By contrast, Roosevelt offered a compelling and concrete vision in which the real way to “change the world” is by bringing new people into it, and raising and molding them for meaningful lives in return. “The man’s foremost duty is owed to himself and his family,” Roosevelt noted, and “he must pull his own weight first, and only after this can his surplus strength be of use to the general public.”

Politics: Truth and Community

Roosevelt’s understanding of the family informed his view of political community. It is from within the context of the family that men and women are best prepared for citizenship in a republic, which entails a set of duties first, then rights. Roosevelt saw no public life–private life dichotomy that so many politicians use to excuse their private failings. The human being is a unity that cannot be so easily partitioned into spheres. Therefore, the traits forged in the crucible of the family prepare the way for meaningful service in community based on the same values and choices made first in the context of the home. To function properly, both family and community require ultimate commitments to truth, integrity, and others.

In his distinctive fashion, Roosevelt illustrated the point with a story from his days on the American frontier cattle ranching. One day when Roosevelt was riding the range with a newly hired cowboy, a maverick cow was found on someone else’s property, and custom dictated that it should be branded with that property owner’s insignia. Instead, the new cowboy tried to brand it with Roosevelt’s mark.
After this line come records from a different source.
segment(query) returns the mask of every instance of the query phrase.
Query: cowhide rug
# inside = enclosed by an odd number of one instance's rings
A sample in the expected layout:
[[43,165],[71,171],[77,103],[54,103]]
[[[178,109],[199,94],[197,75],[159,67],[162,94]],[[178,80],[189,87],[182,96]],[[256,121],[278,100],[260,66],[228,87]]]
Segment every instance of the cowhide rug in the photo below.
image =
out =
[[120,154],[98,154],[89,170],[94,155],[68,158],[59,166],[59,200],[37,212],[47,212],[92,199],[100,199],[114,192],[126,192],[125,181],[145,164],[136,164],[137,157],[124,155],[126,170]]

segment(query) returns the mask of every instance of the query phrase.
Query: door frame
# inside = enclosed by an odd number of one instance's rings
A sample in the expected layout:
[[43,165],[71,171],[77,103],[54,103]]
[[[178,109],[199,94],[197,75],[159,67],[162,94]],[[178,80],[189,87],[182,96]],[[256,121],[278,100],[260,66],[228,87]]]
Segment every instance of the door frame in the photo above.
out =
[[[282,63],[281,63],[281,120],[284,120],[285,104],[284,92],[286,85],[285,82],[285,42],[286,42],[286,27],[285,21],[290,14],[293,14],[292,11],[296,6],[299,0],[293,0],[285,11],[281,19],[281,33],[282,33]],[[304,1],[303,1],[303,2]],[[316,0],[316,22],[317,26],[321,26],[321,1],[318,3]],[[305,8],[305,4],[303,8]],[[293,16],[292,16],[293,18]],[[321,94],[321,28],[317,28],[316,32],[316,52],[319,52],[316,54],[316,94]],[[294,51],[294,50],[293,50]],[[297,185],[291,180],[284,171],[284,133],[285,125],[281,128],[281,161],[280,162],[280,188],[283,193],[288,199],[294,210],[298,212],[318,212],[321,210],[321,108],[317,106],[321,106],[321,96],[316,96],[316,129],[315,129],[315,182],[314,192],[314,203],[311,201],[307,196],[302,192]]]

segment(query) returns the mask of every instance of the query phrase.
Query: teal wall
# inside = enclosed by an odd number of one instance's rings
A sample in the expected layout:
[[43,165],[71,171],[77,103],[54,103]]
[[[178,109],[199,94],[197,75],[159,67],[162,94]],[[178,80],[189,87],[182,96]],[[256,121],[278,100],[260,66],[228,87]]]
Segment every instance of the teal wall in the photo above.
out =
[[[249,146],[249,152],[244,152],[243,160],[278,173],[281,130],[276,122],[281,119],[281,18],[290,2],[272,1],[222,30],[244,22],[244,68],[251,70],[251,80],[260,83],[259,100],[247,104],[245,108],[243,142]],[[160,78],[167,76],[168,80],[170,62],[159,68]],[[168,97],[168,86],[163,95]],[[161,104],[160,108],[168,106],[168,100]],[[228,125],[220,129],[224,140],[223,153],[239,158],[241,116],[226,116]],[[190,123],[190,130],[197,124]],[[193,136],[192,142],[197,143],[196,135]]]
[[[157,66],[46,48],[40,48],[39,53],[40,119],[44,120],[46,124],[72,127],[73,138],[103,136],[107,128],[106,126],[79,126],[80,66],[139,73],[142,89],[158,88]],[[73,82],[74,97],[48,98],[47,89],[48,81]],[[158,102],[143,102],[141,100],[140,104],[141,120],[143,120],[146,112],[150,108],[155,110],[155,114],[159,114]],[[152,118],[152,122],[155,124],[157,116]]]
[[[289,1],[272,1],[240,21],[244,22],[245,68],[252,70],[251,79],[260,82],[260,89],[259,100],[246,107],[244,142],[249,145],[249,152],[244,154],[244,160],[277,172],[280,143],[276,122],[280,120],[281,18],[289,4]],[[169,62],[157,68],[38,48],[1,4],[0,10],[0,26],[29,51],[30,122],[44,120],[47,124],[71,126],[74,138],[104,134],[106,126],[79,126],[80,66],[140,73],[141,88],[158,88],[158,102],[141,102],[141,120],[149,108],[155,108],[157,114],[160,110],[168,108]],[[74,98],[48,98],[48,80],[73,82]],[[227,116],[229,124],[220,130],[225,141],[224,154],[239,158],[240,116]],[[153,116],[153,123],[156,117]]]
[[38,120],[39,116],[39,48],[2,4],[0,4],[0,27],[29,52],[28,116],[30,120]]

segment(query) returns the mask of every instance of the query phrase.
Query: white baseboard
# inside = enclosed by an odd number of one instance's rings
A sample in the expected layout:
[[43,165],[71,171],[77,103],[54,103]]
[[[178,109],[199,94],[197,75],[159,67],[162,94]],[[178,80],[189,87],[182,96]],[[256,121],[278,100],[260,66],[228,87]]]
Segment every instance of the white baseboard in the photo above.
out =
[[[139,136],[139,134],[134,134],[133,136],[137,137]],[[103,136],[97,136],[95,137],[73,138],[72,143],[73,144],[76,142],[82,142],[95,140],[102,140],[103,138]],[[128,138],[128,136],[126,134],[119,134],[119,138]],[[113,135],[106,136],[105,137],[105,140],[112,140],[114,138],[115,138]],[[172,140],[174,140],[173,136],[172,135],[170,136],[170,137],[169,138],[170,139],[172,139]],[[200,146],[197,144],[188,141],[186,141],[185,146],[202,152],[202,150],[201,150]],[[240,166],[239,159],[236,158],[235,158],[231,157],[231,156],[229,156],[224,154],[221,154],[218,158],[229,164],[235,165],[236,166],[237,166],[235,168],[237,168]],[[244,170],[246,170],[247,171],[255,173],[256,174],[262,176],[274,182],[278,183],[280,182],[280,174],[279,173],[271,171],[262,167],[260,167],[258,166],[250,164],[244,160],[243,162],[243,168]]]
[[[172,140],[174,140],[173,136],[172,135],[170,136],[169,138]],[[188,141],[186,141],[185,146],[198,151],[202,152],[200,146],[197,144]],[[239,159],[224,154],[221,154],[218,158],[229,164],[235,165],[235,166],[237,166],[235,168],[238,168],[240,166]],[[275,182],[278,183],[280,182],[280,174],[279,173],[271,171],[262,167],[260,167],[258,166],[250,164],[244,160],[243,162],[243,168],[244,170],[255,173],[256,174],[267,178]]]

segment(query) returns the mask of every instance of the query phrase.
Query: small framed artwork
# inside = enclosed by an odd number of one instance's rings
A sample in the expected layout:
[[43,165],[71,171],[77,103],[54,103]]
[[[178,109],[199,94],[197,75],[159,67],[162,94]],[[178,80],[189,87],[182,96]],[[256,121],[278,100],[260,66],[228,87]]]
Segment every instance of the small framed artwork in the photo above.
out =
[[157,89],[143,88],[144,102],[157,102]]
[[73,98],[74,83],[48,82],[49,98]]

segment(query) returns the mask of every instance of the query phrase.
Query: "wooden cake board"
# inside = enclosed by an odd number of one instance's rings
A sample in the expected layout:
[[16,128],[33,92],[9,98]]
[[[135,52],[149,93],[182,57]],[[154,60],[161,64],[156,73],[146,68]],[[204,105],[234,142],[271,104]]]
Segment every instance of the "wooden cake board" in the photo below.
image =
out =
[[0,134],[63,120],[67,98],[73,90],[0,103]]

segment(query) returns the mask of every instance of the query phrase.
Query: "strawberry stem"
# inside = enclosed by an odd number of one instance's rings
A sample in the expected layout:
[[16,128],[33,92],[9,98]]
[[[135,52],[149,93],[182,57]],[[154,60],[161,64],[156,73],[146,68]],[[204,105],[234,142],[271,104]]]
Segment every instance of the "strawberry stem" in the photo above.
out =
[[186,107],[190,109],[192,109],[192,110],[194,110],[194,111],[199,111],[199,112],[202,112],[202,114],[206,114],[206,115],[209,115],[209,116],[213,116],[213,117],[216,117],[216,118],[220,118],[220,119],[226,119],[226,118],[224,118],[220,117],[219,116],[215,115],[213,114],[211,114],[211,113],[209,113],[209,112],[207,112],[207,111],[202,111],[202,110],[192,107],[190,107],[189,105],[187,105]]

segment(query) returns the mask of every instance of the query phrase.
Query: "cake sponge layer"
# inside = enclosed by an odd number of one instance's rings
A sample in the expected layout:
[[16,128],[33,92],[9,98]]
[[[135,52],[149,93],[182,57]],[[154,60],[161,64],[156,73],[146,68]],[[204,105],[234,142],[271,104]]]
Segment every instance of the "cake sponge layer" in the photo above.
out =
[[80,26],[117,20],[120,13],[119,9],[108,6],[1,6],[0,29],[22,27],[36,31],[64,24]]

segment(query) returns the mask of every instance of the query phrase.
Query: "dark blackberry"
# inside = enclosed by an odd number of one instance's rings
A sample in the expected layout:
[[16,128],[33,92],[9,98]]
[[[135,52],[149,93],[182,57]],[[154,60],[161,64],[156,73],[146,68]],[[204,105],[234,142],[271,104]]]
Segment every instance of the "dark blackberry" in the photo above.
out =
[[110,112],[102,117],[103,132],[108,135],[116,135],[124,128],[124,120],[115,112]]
Roosevelt promptly fired the cowboy, explaining, “If you will steal for me then you will steal from me.”

Roosevelt, even alone on the Great Plains, felt the call of virtue, refusing to live by two standards—one public, one private. What a stinging critique of the duplicity of living a hidden, secret life by different standards! He turned the screws further: “Now, the same principle which applies in private life applies also in public life. If a public man tries to get your vote by saying that he will do something wrong in your interest, you can be absolutely certain that if ever it becomes worth his while he will do something wrong against your interest.”

Roosevelt’s Enduring Relevance

As Roosevelt concluded, his French audience was overwhelmed by the challenge the most famous man on the planet had presented them. It was not a lofty, idealistic agenda of “change the world” or “dream big” as some celebrity might offer today. Rather, it was a message of everyday action, productive work, and earthy grit, grounded in the great virtues formed in the family and molded by a traditional education.

Within a few short days, copies of the speech had been sent to every schoolteacher in France, and translations appeared in cities across the European continent. The speech quickly became known as simply “The Man in the Arena”—and how fitting, for Roosevelt was the very man he described. What made the speech so powerful was that the ideas put forward were embodied in the speaker: a man powerful in words and deeds thanks to his education in knowledge and virtue, a man married and fruitful despite great personal family tragedies, and a man who devoted his life to sustaining meaningful political community.

These themes are always relevant, thus making Roosevelt’s speech worth returning to, time and again. Thanks to my students, I remember this speech every April and receive fresh inspiration to get “in the arena,” and perhaps you will now too.